Pamiętaj na Boga – Mateuszowe pięciominutówki na środę 16 sierpnia 2023

Tekst ewangelii: Mt 18,15-20

Jezus powiedział do swoich uczniów: “Gdy brat twój zgrzeszy przeciw tobie, idź i upomnij go w cztery oczy. Jeśli cię usłucha, pozyskasz swego brata. Jeśli zaś nie usłucha, weź z sobą jeszcze jednego albo dwóch, żeby na słowie dwóch albo trzech świadków oparła się cała sprawa. Jeśli i tych nie usłucha, donieś Kościołowi. A jeśli nawet Kościoła nie usłucha, niech ci będzie jak poganin i celnik. Zaprawdę, powiadam wam: Wszystko, cokolwiek zwiążecie na ziemi, będzie związane w niebie, a co rozwiążecie na ziemi, będzie rozwiązane w niebie. Dalej, zaprawdę, powiadam wam: Jeśli dwóch z was na ziemi zgodnie o coś prosić będzie, to wszystko otrzymają od mojego Ojca, który jest w niebie. Bo gdzie są dwaj albo trzej zebrani w imię moje, tam jestem pośród nich”.


Zgodność na modlitwie


Padają dziś słowa Pana Jezusa, że jeśli dwóch z was na ziemi zgodnie o coś prosić będzie, to wszystko otrzymają od mojego Ojca, który jest w niebie. Owa zgodność to nie jest umowa. Nie ma tak, że my się umówimy i będziemy prosić o to samo. Ta zgodność wypływa ze zgody na wolę Bożą.

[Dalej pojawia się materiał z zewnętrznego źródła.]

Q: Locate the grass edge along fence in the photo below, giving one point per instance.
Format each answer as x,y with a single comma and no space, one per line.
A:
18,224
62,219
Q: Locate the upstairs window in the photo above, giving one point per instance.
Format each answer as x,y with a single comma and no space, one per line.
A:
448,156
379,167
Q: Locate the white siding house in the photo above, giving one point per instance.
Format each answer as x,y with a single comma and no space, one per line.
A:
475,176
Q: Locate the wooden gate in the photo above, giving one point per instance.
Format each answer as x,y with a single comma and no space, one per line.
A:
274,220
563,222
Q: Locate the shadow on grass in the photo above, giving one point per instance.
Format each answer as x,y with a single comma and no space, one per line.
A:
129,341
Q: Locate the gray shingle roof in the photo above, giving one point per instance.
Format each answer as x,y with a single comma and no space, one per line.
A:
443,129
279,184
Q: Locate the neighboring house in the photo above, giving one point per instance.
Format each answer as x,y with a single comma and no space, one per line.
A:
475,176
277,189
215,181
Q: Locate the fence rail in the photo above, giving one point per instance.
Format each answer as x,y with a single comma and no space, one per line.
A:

To podkreśla kolejne zdanie z ewangelii: Bo gdzie są dwaj albo trzej zebrani w imię moje, tam jestem pośród nich. Zgodnością jest w imię Jezusa. Nie tak jak ja/my chcemy czy chcielibyśmy, a tak jak Ojciec chce dla mnie/nas. Jesteśmy na Eucharystii. Jesteśmy tu zebrani w imię Jezusa i głęboko wierzymy, że On jest pośród nas. Ta zgodność to nie uzgadnianie. To przyjęcie tego, co jest z Jezusem i podjęcie wedle możliwości i zdolności.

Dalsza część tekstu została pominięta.